Sampling a large number of rows from a table

I want to extract a roughly 5 million row sample from a table that will contain somewhere between 10 million and 20 million rows.

Due to the large number of rows, efficiency is key. As such, I am trying to avoid sorting the rows where possible, hence why I am avoiding the dbms_random.value solution that I have seen in similar questions.

I tried to do something like the following:

SELECT    *
FROM      full_table
SAMPLE    (CEIL(100 * 5000000 / (SELECT COUNT(*) FROM full_table)));

However, I can't seem to do arithmetic in the SAMPLE clause (ORA-00933: SQL command not properly ended - I tried this with a simple SAMPLE(10/2) and still get the same thing).

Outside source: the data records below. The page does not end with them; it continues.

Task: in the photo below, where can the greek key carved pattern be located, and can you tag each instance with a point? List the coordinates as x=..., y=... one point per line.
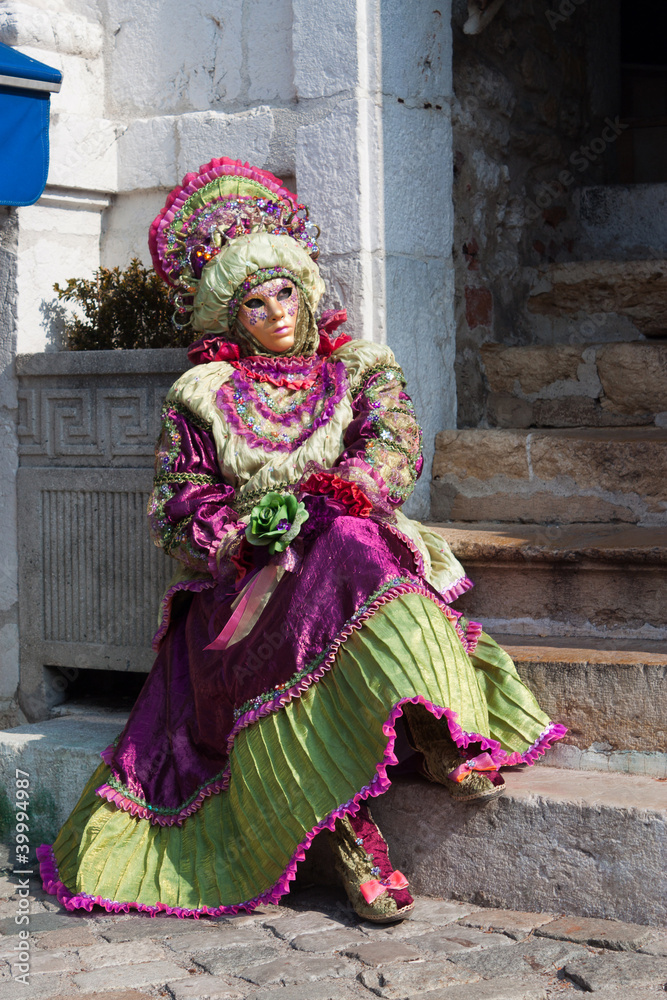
x=90, y=424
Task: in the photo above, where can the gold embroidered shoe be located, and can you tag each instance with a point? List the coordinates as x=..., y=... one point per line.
x=376, y=891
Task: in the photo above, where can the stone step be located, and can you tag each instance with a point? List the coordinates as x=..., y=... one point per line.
x=598, y=581
x=611, y=695
x=634, y=289
x=622, y=221
x=604, y=385
x=574, y=841
x=542, y=476
x=557, y=841
x=59, y=756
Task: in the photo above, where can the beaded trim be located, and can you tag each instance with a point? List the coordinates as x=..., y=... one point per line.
x=269, y=695
x=187, y=477
x=368, y=373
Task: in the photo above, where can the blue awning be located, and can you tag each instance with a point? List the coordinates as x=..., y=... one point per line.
x=25, y=85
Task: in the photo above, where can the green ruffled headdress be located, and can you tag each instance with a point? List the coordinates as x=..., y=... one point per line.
x=226, y=230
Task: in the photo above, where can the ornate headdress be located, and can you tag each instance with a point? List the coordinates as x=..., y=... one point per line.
x=225, y=230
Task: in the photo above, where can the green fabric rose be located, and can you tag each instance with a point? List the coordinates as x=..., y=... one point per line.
x=276, y=521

Is this a reasonable approach, and, if so, how do I calculate the number of rows in the sample clause?

Upvotes: 2

Views: 745

Answers (2)

Tony Andrews
Tony Andrews

Reputation: 132580

You could use PL/SQL with dynamic SQL like this:

declare
  cnt integer;
begin
  select count(*) into cnt from full_table;
  dbms_output.put_line(cnt);
  execute immediate
    'insert into target_table'
    ||' select * from full_tablesample (' || ceil(100 * 5000000/cnt) || ')';
end;

Upvotes: 4

Gordon Linoff
Gordon Linoff

Reputation: 1269853

If you need roughly 5 million rows, you can do:

SELECT ft.*
FROM full_table ft cross join
     (SELECT COUNT(*) as cnt FROM full_table) x
WHERE dbms_random.value * cnt < 5000000;

This uses simple arithmetic to determine which rows go into the table. The result should be pretty close to 5,000,000.